Karyotype Aberrations in Action: The Evolution of Cancer Genomes and the Tumor Microenvironment

Abstract

Cancer is a disease of cellular evolution. For this cellular evolution to take place, a population of cells must contain functional heterogeneity and an assessment of this heterogeneity in the form of natural selection. Cancer cells from advanced malignancies are genomically and functionally very different compared to the healthy cells from which they evolved. Genomic alterations include aneuploidy (numerical and structural changes in chromosome content) and polyploidy (e.g., whole genome doubling), which can have considerable effects on cell physiology and phenotype. Likewise, conditions in the tumor microenvironment are spatially heterogeneous and vastly different than in healthy tissues, resulting in a number of environmental niches that play important roles in driving the evolution of tumor cells. While a number of studies have documented abnormal conditions of the tumor microenvironment and the cellular consequences of aneuploidy and polyploidy, a thorough overview of the interplay between karyotypically abnormal cells and the tissue and tumor microenvironments is not available. Here, we examine the evidence for how this interaction may unfold during tumor evolution. We describe a bidirectional interplay in which aneuploid and polyploid cells alter and shape the microenvironment in which they and their progeny reside; in turn, this microenvironment modulates the rate of genesis for new karyotype aberrations and selects for cells that are most fit under a given condition. We conclude by discussing the importance of this interaction for tumor evolution and the possibility of leveraging our understanding of this interplay for cancer therapy.

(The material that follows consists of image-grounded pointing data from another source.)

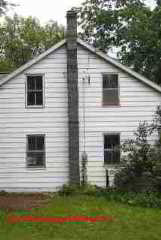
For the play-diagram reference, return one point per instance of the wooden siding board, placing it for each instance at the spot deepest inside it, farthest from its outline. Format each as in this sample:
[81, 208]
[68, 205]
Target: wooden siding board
[137, 103]
[16, 122]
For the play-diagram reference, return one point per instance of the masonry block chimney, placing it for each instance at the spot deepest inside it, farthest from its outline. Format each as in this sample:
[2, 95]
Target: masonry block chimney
[73, 98]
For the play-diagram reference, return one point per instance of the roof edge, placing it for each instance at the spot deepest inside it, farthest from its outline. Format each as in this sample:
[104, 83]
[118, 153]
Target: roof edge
[31, 62]
[120, 66]
[91, 49]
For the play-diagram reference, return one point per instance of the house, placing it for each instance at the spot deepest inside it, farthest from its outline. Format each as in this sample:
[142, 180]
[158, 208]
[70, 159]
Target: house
[71, 104]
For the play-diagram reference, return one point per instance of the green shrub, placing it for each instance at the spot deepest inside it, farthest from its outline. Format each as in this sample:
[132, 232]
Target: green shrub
[141, 171]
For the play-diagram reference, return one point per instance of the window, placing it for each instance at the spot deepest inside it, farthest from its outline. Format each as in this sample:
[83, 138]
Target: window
[110, 90]
[36, 151]
[34, 90]
[111, 149]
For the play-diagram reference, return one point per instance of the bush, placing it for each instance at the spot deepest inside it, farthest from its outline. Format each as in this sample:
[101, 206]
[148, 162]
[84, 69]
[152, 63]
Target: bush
[141, 170]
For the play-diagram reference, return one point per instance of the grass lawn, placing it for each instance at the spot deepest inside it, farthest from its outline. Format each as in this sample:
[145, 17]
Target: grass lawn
[130, 223]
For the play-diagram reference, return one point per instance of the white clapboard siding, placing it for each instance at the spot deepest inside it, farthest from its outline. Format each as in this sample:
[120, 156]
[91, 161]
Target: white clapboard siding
[137, 104]
[16, 122]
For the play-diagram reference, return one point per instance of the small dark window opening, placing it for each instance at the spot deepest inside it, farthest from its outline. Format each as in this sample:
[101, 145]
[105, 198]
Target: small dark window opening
[34, 90]
[36, 151]
[110, 90]
[112, 149]
[107, 179]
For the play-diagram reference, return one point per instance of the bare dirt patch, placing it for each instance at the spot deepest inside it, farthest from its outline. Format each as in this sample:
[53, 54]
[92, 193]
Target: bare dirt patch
[11, 202]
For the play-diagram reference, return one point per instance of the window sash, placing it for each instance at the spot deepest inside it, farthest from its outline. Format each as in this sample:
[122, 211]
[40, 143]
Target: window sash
[111, 96]
[110, 90]
[35, 157]
[112, 153]
[34, 95]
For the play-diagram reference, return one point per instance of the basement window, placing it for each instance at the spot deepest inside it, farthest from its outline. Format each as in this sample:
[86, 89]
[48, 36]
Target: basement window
[34, 90]
[111, 149]
[110, 90]
[35, 151]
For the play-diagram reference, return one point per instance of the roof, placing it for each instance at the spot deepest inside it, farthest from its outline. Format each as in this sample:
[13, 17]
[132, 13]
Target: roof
[2, 75]
[91, 49]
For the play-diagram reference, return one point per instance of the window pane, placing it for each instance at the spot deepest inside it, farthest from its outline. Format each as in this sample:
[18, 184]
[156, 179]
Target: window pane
[39, 98]
[110, 81]
[111, 149]
[38, 82]
[30, 83]
[40, 142]
[111, 141]
[111, 157]
[110, 97]
[35, 159]
[31, 143]
[31, 98]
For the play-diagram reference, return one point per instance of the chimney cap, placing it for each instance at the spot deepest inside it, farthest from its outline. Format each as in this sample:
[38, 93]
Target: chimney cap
[73, 11]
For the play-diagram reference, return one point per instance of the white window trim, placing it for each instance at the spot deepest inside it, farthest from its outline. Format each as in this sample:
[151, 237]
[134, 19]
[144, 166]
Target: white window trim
[112, 73]
[43, 88]
[44, 164]
[116, 165]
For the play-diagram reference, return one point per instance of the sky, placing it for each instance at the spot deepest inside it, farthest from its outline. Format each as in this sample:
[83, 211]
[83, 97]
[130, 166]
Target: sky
[45, 10]
[49, 9]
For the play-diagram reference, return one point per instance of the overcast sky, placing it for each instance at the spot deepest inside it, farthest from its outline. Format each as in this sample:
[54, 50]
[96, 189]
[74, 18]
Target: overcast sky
[49, 9]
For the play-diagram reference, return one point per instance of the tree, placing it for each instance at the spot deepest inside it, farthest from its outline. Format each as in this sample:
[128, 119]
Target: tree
[24, 38]
[129, 25]
[141, 160]
[4, 6]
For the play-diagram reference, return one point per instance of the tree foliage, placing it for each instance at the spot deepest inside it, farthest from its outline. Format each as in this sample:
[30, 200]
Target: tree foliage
[24, 38]
[141, 159]
[4, 5]
[129, 25]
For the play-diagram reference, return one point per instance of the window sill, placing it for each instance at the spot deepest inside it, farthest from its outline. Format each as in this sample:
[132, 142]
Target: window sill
[35, 168]
[111, 106]
[35, 107]
[116, 165]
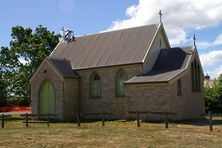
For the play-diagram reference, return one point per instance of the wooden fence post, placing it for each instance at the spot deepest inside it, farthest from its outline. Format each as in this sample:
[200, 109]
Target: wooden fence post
[166, 119]
[138, 119]
[48, 118]
[78, 119]
[26, 120]
[103, 120]
[210, 121]
[3, 118]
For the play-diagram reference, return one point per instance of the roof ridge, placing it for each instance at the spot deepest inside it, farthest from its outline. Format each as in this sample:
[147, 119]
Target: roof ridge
[122, 29]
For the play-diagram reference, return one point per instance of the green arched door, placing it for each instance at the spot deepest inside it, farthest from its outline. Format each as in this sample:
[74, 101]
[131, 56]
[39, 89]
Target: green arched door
[47, 98]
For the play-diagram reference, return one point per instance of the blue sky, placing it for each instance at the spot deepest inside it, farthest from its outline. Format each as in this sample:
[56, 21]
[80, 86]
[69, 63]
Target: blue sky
[181, 19]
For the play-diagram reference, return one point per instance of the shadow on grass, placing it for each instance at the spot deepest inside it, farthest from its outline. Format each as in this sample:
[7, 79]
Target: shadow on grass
[197, 122]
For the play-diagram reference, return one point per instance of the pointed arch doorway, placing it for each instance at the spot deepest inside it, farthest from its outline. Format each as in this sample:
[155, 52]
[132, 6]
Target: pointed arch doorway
[47, 98]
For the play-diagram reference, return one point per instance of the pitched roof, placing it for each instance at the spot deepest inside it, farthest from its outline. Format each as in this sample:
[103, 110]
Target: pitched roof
[128, 46]
[64, 67]
[170, 63]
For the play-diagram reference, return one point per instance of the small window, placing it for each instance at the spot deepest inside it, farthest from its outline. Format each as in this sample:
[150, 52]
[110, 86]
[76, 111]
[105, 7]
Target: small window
[179, 89]
[95, 85]
[121, 77]
[196, 76]
[160, 43]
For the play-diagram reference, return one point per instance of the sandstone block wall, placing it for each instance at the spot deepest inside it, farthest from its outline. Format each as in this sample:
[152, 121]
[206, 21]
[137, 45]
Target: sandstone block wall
[108, 101]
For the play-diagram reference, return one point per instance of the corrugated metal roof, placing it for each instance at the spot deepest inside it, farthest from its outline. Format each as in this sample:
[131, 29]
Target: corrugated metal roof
[169, 64]
[64, 67]
[119, 47]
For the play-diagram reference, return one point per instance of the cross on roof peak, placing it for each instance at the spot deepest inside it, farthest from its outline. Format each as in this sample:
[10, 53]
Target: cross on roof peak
[194, 39]
[160, 13]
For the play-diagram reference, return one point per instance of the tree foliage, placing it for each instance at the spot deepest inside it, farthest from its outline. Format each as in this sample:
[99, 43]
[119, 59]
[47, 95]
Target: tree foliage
[18, 62]
[213, 96]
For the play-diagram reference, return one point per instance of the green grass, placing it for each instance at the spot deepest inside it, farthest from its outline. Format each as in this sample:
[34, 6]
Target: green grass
[113, 134]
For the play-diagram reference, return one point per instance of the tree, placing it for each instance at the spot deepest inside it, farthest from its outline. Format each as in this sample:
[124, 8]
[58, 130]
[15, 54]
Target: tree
[24, 54]
[213, 96]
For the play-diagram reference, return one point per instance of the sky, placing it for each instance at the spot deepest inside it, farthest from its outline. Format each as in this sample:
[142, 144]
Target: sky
[181, 19]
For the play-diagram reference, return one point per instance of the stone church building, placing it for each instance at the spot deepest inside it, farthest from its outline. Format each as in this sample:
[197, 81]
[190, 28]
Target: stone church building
[120, 71]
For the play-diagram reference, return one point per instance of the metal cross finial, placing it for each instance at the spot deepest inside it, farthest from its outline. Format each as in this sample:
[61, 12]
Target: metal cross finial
[194, 40]
[160, 13]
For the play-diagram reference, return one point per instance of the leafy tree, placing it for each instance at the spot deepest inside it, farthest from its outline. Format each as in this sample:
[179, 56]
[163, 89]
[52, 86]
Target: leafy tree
[19, 61]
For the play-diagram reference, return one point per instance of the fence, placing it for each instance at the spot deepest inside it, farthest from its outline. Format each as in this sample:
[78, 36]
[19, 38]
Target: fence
[166, 114]
[210, 119]
[27, 118]
[98, 113]
[48, 117]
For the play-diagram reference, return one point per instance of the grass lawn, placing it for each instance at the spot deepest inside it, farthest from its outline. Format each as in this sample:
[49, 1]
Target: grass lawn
[113, 134]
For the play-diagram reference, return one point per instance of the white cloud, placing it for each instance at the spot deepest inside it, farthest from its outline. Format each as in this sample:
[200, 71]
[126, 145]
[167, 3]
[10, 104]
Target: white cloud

Keywords: aneuploidy; cancer; karyotype aberrations; niche construction; polyploidy; tetraploidy; tumor ecology; tumor evolution; tumor microenvironment.

Figure 1

Cellular mechanisms leading to karyotype aberrations. Examples of (A) a normal mitosis and (B) abnormal mitoses leading to the missegregation of whole chromosomes (lagging chromosomes and chromosome non-disjunction; left column), chromosome fragments (right column, right daughter cell), or chromatin bridge-mediated chromosome missegregation (chromatin bridge, right column, left daughter cell; which can give rise to a variety of outcomes, including aneuploidy and tetraploidy [79,84]). Lagging chromosomes, chromatin bridges, and acentric fragments can all give rise to cells with micronuclei. (C) Examples of whole-genome duplication events, including endoreduplication, cytokinesis failure, mitotic slippage, and cell fusion (left to right).

Figure 2

Aneuploidy and polyploidy increase the ability of cells to tolerate mitotic errors and resulting karyotype aberrations. As populations of diploid cells (A, origin) evolve to become more aneuploid (move up the y-axis), the degree by which novel karyotypes can diverge from the modal karyotype and result in viable cells increases (“permissive zone”, represented roughly by the size of the blue zone at the given height). This would be expected to increase the amount of karyotypic heterogeneity in a cancer cell population and, in turn, its evolutionary potential. (B) Tetraploidy buffers against negative fitness effects caused by aneuploidy. Therefore, near-4N cells are expected to have a larger permissive zone than their near-2N counterparts, which may explain why whole genome doubling increases karyotypic heterogeneity and is a favorable route to complex aneuploid karyotypes.

Figure 3

Bidirectional, cell-environment interplay in tumor niche construction and the genomic evolution of cancer cells. (A) In normal tissues, cells and the environment interact to promote homeostasis by regulating cell growth, division, and other behaviors essential for proper health. Teal circles depict normal diploid cells and beige-colored square indicates a normal, healthy environment. (B) Over time, however, changes—either natural (aging) or from stress (smoking, obesity, inflammation, etc.)—may occur in either the cell or environment that disrupt this homeostasis. Spontaneous cellular errors may lead to genomic changes (red circle) that alter cell physiology and interactions with the environment, through senescence, cell death, or increased production of lactate, reactive oxygen species, and other signaling molecules, initiating the process of niche construction (thin dashed arrow). Alternatively, environmental conditions may change (light orange-colored square) that increase the frequency of mutations and mitotic errors in cells and select for cells with favorable genomic alterations and/or phenotypes (thin dashed arrow). The order of events that begin tumor niche construction can vary, starting from either a cellular or environmental change. (C) As this bidirectional interplay persists, genomic and environmental evolution continue to influence and shape each other. As the environment erodes and is replaced by a pro-tumorigenic one (dark orange-colored square), various stresses (hypoxia, acidosis, nutrient scarcity, etc.) may emerge that exert strong selective forces (thick dashed arrow) and favor the survival of tumor cells with advantageous genomic changes. In turn, the outgrowth of these abnormal cells amplifies their environmental effects (thick dashed arrow), which continue to modify selective pressures for their benefit. This cycle may serve as a destabilizing feedback loop that explains the substantial genomic and environmental alterations and heterogeneity (different colored circles) observed in malignant aneuploid tumors.